By Rudi Filapek-Vandyck

Dennis Gartman is "out". Out of US equities, that is.

In his daily newsletter, The Gartman Letter, sent to his global audience before the opening of the US session last night, the widely followed trader explains he sees increasing signals that the strong move upwards in US equities over the past few months is running out of breath.

In his own words: "It is time to exit entirely… We do not take this action lightly and we are fearful of what the markets might bring in the days ahead…"

Three specific signals that should attract every trader/investor's attention, according to Gartman, are the fact that on Wednesday (US time) all ten equity markets that make up Gartman's own international index closed noticeably lower on the day – a rare event, says Gartman. Secondly, the S&P 500 future has traced out a downward reversal sign and "only the foolish" ignore such signals, Gartman states.

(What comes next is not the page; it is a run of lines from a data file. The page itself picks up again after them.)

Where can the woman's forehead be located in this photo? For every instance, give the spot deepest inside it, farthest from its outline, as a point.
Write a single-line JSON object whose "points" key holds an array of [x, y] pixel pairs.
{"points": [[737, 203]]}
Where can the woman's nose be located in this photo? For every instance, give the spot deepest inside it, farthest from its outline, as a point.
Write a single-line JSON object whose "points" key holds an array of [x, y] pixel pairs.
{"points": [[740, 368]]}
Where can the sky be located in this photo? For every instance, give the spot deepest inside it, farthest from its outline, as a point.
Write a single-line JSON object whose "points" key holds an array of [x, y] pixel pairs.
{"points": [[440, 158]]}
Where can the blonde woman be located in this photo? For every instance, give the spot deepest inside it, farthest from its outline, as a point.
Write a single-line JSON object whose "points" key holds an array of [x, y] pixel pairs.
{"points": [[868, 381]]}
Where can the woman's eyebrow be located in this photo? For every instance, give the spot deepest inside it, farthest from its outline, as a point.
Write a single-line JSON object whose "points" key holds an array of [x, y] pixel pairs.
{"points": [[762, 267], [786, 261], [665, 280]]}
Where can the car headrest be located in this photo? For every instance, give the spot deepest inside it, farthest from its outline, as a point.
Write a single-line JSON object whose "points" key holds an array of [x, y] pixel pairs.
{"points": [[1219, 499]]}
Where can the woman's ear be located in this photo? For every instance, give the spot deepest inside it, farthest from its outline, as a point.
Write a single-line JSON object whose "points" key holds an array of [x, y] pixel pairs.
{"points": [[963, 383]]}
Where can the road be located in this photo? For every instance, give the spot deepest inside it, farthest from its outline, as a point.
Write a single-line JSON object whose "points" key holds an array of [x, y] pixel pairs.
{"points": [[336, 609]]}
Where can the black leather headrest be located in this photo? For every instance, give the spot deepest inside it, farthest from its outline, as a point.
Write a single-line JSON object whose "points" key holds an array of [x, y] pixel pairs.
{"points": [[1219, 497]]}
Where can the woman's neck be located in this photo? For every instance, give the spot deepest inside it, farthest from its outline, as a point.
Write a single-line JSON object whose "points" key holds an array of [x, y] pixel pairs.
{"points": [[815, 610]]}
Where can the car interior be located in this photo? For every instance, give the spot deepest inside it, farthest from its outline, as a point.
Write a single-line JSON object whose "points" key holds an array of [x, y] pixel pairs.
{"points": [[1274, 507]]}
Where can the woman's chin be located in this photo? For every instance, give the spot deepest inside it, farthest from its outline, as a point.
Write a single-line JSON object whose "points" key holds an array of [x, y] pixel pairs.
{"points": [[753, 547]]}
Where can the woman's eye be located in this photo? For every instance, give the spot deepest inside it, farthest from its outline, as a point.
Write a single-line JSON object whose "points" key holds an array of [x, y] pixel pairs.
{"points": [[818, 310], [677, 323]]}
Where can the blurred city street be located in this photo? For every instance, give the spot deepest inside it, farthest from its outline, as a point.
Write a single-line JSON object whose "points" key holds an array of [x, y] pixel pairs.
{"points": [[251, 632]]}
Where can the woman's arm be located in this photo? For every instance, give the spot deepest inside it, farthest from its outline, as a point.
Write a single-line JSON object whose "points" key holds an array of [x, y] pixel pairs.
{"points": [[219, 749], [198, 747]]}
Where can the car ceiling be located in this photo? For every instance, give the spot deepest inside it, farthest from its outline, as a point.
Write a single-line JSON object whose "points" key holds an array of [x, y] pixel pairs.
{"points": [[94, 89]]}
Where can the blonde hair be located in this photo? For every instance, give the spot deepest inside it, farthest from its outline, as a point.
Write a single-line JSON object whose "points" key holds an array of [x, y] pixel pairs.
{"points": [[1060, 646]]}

Thirdly, the trendline which ran along the upward move from mid-December to this week now seems under real threat. Gartman believes a break through the trendline, which will end the upward move, is but a matter of days.

To put Gartman's move into the correct perspective: it is his view, as a trader of markets, that US equities remain in a "bull market" and in such an environment one only has three choices, in Gartman's view. Either position very, very bullishly, or position bullishly,or be neutral. Gartman has since mid-December gradually reversed his positioning from Neutral to very bullish, to bullish to now back to Neutral.

Meanwhile, technical market analysts at Barclays in London point out that, historically, March tends to be a less positive month for equities across the world than January-February.